6 Other Names For The Fiscal Cliff

From the curb to the bomb, people who want to stop Congress from making deep cuts to avoid automatic cuts and tax hikes would like to rename the promised apocalypse. Words matter.

1. Fiscal Curb

This term is being pushed by MSNBC’s Lawrence O’Donnell. “If you don’t do anything, it becomes a very, very large adjustment in both tax revenue and spending over a long period of time,” O’Donnell said on his show last week. “But over the course of the few weeks that we will have done this before Congress fixes it, it will be a minor step off a curb. And it’s all fixable retroactively.”

2. Fiscal Slope

“Slope,” like “curb,” has a gentler ring to it than “cliff.” Popular among Democrats (like a few of the terms here), the concept of a “slope” makes economic crisis seem less immediate. "Liberals aren't so troubled by the idea of the Bush-era tax cuts expiring; if the rates returned to their pre-2001 levels, Democrats could then push for tax cuts for just the lower and middle brackets without having to persuade Republicans to violate that pesky Grover Norquist pledge," explains Jon Healey in the L.A. Times. "Nevertheless, the left argues that slashing federal spending will choke off the recovery. So Democrats have started using phrases such as the 'fiscal slope' to describe the looming problem."

3. Fiscal Obstacle Course

Possibly the least resonant of the options.
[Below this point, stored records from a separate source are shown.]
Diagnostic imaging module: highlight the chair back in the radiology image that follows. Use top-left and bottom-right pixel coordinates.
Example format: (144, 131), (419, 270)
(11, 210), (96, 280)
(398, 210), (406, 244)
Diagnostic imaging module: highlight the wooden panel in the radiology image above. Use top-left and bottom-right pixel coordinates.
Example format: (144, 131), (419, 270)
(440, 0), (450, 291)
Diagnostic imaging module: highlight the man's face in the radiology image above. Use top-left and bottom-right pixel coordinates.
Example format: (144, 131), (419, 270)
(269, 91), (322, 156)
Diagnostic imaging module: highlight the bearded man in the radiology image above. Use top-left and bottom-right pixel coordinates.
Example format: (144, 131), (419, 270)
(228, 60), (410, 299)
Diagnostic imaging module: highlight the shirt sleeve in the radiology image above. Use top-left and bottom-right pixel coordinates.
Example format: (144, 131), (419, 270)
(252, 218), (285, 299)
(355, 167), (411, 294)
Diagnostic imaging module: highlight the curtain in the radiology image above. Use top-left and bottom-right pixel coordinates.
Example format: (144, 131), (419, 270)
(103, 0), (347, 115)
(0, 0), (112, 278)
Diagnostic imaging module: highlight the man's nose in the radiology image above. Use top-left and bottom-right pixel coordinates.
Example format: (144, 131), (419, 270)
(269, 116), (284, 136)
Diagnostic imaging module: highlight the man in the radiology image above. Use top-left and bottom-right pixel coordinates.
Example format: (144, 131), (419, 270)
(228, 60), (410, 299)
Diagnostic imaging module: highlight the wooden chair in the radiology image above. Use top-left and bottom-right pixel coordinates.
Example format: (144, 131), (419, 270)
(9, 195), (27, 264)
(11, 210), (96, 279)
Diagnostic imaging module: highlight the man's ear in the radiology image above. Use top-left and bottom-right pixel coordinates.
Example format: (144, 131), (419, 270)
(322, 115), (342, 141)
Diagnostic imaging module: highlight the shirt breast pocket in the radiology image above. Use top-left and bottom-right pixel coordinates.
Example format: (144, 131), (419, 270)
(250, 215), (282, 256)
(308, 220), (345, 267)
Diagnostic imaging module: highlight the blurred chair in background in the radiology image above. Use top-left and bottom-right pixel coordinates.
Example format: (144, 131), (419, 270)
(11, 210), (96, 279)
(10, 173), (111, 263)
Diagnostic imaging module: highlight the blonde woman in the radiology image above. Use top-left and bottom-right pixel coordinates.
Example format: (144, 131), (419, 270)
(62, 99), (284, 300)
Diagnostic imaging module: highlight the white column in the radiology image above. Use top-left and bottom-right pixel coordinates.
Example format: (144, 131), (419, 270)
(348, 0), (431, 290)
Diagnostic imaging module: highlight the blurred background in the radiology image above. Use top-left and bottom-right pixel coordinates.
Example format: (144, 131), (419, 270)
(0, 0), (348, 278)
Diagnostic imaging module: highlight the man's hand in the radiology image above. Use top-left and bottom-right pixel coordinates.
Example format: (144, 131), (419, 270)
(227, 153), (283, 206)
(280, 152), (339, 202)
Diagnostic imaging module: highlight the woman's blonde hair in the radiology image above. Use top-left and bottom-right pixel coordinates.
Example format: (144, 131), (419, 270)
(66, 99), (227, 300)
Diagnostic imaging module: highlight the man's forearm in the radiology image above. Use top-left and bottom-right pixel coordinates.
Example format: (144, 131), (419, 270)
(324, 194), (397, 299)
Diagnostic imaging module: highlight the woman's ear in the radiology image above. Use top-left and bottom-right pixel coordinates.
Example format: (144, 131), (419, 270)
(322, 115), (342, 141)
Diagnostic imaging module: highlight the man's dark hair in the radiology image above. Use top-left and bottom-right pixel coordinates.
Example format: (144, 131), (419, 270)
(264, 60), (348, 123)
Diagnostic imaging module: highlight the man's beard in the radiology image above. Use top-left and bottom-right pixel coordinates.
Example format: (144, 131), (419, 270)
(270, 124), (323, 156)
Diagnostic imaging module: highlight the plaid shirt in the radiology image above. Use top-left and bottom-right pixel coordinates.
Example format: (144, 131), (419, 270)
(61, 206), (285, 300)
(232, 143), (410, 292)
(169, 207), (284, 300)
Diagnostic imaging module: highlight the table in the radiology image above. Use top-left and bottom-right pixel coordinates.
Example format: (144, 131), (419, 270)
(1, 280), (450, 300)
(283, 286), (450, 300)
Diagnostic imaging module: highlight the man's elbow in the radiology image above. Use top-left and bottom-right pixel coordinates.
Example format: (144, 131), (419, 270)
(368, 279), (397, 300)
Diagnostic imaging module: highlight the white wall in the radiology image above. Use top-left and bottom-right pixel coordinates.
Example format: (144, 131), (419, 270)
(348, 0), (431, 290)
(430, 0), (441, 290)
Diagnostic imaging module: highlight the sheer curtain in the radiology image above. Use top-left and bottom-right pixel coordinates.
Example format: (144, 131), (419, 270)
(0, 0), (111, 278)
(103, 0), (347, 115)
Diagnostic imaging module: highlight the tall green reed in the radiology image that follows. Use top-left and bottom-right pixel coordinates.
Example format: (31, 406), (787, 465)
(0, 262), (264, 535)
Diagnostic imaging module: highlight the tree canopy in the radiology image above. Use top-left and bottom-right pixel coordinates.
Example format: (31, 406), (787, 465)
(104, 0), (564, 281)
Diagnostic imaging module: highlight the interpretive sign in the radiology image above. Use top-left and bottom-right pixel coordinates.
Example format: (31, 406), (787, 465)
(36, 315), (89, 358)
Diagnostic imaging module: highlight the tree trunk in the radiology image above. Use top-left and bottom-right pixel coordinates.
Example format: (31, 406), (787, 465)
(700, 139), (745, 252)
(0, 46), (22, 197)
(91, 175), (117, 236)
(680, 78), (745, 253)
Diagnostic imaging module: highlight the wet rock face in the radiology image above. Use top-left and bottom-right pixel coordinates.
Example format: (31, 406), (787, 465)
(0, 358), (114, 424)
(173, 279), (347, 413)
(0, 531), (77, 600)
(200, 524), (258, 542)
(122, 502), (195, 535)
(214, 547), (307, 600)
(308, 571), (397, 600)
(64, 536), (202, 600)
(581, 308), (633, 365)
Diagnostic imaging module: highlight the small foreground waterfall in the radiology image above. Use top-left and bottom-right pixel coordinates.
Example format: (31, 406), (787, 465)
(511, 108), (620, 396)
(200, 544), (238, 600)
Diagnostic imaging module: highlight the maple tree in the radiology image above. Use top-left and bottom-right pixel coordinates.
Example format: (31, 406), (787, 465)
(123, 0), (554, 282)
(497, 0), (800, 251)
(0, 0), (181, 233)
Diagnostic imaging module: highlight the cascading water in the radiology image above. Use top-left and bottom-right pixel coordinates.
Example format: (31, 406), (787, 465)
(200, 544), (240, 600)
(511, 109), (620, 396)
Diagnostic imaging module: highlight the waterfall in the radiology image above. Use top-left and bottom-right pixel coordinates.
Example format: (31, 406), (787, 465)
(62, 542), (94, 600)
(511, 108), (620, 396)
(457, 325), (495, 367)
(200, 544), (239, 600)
The “fiscal obstacle course” was proposed as an alternative by Mattea Kramer and Chris Hellmann, writing in Mother Jones and TomDispatch: “In fact, if you were choosing an image based on the coming fiscal dust-up, it probably wouldn't be a cliff but an obstacle course — a series of federal spending cuts and tax increases all scheduled to take effect as 2013 begins. And it's true that, if all those budget cuts and tax increases were to go into effect at the same time, an already weak recovery would probably sink into a double-dip recession.”

4. Austerity Crisis

A phrase favored by Ezra Klein and proposed by Suzy Khimm of The Washington Post. “Because we don’t know how financial markets will react, we can’t say whether the speed with which this will happen makes it more like a ‘cliff’ or a ‘staircase’ or a ‘slope,’ but we can say that, if it isn’t resolved pretty quickly, it’ll be a crisis,” Klein explained on his blog.

5. Austerity Bomb

First coined by Talking Points Memo’s Brian Beutler after the Congressional Budget Office put out its research on the coming devastation of the economy. “A giant austerity bomb is timed to go off at the beginning of next year, and the threat of significantly higher taxes and lower spending has Republicans running around the Capitol sounding more like John Maynard Keynes than John Boehner,” Beutler wrote.

6. Fiscal Fast

As argued in The Atlantic: “But there is no cliff, and there is no abyss. There's just an overly aggressive diet, foisted on us by a political system divided between two very different ideas of how we should collect and spend money, that will slowly emaciate the recovery in 2013. Right now, we don't need a deal, by any means necessary. We need the right diet for 2013.”